Title

Museum Collections are the Key to Studying Lemurs’ Diet: Gastrointestinal Morphology of Cheirogaleus major

Document Type

Article

Publication Date

7-2018

DOI

http://dx.doi.org/10.1080/14772000.2018.1430708

Abstract

This study reports the first description of the gastrointestinal (GIT) morphology of a lemur species (Cheirogaleus major É. Geoffroy, 1812) of the family Cheirogaleidae using a museum collection deposited at the Natural History Museum, London. Knowledge on GIT morphology is the key to assessment of the diet of animals, especially those that are highly threatened. Several studies predicted the demise of lemurs (>100 species representing 20% of the world’s primate diversity) by 2080 unless the conservation community acts quickly.

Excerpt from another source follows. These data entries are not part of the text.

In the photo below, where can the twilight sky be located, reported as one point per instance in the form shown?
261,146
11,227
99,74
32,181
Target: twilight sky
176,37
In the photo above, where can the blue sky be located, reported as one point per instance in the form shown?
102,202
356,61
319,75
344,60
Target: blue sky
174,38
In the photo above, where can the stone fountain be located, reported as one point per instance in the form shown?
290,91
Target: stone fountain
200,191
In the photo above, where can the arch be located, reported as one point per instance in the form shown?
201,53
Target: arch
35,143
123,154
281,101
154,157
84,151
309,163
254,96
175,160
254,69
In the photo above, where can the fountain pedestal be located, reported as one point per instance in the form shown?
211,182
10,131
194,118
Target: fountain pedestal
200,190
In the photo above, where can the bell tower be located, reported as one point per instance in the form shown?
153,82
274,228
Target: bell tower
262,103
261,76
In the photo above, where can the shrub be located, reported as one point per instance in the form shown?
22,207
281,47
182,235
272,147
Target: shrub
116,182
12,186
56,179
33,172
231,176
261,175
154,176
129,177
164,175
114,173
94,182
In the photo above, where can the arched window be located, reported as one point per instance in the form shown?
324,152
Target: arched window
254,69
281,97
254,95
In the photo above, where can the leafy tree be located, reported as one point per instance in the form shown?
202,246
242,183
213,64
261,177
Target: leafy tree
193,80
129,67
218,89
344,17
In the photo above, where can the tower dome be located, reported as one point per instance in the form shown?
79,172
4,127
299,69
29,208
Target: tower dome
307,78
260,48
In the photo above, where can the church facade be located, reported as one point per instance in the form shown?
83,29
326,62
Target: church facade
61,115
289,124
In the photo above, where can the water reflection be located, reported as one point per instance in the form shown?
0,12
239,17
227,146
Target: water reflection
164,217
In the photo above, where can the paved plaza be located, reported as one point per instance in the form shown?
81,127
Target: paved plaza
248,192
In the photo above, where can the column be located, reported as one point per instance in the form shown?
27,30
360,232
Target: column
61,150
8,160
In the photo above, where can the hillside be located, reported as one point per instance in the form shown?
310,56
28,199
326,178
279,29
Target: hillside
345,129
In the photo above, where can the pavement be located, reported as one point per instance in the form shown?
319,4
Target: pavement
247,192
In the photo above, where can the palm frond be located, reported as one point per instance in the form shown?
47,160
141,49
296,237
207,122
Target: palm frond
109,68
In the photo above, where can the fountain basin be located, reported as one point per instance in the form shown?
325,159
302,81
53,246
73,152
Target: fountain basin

In this context, museum collections could provide valuable evidence on the biology of lemurs to underpin conservation protocols. The feeding ecology of the omnivorous Cheirogaleus major is poorly known due to its secretive periods of hibernation and daily torpor, nocturnal activity and solitary foraging habit. To better understand the biology of C. major, we described and compared its GIT morphology with those of six other species for which we have published data, especially the frugivore taxa (Eulemur coronatus Grey, 1842 and Varecia variegata Kerr, 1792). Our findings showed that C. major has a GIT morphology similar to those of E. coronatus and V. variegata. This is especially the case because of its caecum, which is short and only slightly sacculated suggesting that it is not suitable for microbial breakdown of plant cell wall (unlike those of Propithecus species, Lemur catta, and Hapalemur griseus). This result is in line with ecological studies suggesting that C. major obtains its protein and carbohydrate intake from fruits and to some extent arthropods and not from the digestion of leaves as previously hypothesized. In light of this new evidence, conservation programmes should account for both the lemur and its associated flora. Overall, this study demonstrates the unique potential of museum collections to study the nutritional ecology of threatened animals and their potential role in supporting conservation.